Regular monitoring of blood counts is essential. Treatment initiation requires adequate baseline hematologic parameters. Dose interruption, reduction, or discontinuation may be necessary in cases of grade ≥3 hematologic or non-hematologic toxicities. Use in patients with significant hepatic or renal impairment should be approached with caution due to limited data.

Future Outlook: Expanding the Boundaries of Cancer Treatment Through Combination Immunotherapy

As a benchmark of Chinese pharmaceutical innovation, the development of chidamide continues to evolve. In addition to approved indications, a phase II trial of chidamide combined with tislelizumab as first-line therapy for non–small cell lung cancer has completed enrollment, while a global multicenter phase III trial combining chidamide with Opdivo® (nivolumab) as first-line therapy for melanoma is ongoing.

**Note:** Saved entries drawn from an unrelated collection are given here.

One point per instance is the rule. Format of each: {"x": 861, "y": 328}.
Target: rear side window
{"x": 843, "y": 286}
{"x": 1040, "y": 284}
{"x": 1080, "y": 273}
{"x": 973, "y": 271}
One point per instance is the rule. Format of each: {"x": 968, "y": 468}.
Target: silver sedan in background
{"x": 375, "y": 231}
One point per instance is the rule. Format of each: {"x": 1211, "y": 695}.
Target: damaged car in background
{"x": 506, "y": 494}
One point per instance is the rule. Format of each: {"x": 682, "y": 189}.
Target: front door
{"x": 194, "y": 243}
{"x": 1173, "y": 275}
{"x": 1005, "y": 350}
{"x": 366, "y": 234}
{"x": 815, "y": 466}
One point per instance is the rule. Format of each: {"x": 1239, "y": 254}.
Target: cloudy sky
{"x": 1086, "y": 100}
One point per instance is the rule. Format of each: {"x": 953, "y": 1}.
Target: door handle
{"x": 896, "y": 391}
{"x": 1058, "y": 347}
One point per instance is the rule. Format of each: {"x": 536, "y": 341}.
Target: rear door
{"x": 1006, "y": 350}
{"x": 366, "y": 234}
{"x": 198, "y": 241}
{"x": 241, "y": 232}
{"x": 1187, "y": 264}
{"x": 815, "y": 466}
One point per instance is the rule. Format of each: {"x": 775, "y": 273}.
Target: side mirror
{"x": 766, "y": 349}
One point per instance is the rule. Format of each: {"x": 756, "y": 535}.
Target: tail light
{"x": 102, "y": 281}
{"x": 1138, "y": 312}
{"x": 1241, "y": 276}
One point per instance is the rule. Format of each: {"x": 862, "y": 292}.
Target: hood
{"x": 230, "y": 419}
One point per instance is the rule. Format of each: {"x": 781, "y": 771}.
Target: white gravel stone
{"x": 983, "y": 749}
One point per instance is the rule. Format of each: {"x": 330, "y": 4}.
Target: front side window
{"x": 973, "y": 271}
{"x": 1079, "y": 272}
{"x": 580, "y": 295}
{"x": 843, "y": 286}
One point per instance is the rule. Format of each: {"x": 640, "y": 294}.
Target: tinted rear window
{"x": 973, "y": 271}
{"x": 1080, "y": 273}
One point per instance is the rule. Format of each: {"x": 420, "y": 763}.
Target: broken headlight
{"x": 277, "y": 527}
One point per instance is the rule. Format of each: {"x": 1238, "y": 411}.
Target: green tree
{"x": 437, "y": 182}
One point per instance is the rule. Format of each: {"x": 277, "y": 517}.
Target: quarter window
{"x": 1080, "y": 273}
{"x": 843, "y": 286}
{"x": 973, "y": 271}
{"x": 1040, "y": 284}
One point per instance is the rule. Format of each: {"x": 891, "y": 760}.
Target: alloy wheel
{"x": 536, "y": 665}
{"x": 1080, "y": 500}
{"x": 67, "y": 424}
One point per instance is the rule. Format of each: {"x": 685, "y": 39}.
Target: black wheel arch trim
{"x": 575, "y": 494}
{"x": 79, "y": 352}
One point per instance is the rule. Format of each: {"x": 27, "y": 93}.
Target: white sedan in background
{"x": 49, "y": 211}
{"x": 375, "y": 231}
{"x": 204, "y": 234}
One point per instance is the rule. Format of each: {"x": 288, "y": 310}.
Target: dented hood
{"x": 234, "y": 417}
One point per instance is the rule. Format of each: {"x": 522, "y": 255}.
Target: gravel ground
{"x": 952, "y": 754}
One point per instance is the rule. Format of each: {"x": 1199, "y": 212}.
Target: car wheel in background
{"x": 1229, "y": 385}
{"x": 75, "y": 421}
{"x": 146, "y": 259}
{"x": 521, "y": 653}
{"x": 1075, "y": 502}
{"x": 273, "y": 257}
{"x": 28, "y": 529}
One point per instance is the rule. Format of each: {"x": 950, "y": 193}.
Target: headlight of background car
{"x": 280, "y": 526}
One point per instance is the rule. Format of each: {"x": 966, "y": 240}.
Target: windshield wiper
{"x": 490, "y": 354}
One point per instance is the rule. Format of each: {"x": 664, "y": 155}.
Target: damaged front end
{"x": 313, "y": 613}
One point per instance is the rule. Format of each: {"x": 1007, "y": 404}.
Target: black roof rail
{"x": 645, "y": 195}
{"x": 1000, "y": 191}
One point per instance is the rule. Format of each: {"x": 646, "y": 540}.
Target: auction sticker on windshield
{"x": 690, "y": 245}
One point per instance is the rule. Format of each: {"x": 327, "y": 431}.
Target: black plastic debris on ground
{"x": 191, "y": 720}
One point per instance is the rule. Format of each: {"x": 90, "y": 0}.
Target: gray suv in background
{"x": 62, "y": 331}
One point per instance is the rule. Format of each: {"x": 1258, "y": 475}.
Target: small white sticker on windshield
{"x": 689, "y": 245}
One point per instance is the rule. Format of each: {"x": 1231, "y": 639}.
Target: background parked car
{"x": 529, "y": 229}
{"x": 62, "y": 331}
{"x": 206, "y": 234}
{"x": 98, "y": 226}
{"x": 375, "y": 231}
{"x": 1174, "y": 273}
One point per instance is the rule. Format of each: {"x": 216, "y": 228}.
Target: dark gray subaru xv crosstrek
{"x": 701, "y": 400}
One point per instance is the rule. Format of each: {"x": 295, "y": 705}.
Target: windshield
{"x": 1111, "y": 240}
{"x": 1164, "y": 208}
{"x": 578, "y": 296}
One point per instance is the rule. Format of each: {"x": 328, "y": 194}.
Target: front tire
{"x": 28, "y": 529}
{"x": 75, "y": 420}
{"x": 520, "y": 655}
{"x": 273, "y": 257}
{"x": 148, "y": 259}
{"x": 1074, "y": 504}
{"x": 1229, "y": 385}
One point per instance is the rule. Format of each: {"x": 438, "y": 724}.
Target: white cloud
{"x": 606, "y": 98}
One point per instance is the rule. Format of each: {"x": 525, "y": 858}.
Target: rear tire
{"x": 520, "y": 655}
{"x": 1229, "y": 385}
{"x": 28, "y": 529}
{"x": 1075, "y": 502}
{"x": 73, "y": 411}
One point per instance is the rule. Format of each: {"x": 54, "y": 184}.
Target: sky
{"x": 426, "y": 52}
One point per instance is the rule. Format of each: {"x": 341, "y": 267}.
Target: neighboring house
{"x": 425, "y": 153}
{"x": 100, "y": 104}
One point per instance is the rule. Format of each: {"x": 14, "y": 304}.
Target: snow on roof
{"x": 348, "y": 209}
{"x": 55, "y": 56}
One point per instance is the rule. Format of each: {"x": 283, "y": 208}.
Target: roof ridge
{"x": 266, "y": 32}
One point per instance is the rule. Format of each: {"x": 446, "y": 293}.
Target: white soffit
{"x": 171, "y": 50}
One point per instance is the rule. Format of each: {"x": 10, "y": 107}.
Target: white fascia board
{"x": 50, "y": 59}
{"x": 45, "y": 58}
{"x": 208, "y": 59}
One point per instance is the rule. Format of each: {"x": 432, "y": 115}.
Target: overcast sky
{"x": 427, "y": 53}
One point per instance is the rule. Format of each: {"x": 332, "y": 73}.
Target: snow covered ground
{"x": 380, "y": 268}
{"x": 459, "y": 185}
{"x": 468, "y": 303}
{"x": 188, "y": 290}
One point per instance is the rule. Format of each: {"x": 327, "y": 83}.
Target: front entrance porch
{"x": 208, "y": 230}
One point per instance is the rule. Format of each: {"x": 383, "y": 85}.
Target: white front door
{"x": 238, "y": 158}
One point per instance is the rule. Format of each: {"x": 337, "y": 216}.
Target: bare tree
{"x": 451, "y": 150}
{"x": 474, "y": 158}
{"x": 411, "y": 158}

With the continued advancement of combination immunotherapy strategies, chidamide is expected to achieve further breakthroughs across a broader range of solid tumors and hematologic malignancies, delivering meaningful survival benefits to more patients worldwide.

Conclusion

The successful development and commercialization of chidamide exemplify China’s transition from a generic-focused pharmaceutical model to true innovation. From addressing the unmet needs in PTCL to redefining treatment paradigms for high-risk DLBCL, chidamide continues to unlock new possibilities in oncology through its precise mechanism of action, proven clinical efficacy, and favorable safety profile.

As it moves onto the global stage, chidamide stands as a powerful testament to the potential of epigenetic regulation in cancer therapy and a solid foundation for the international advancement of Chinese original innovative medicines.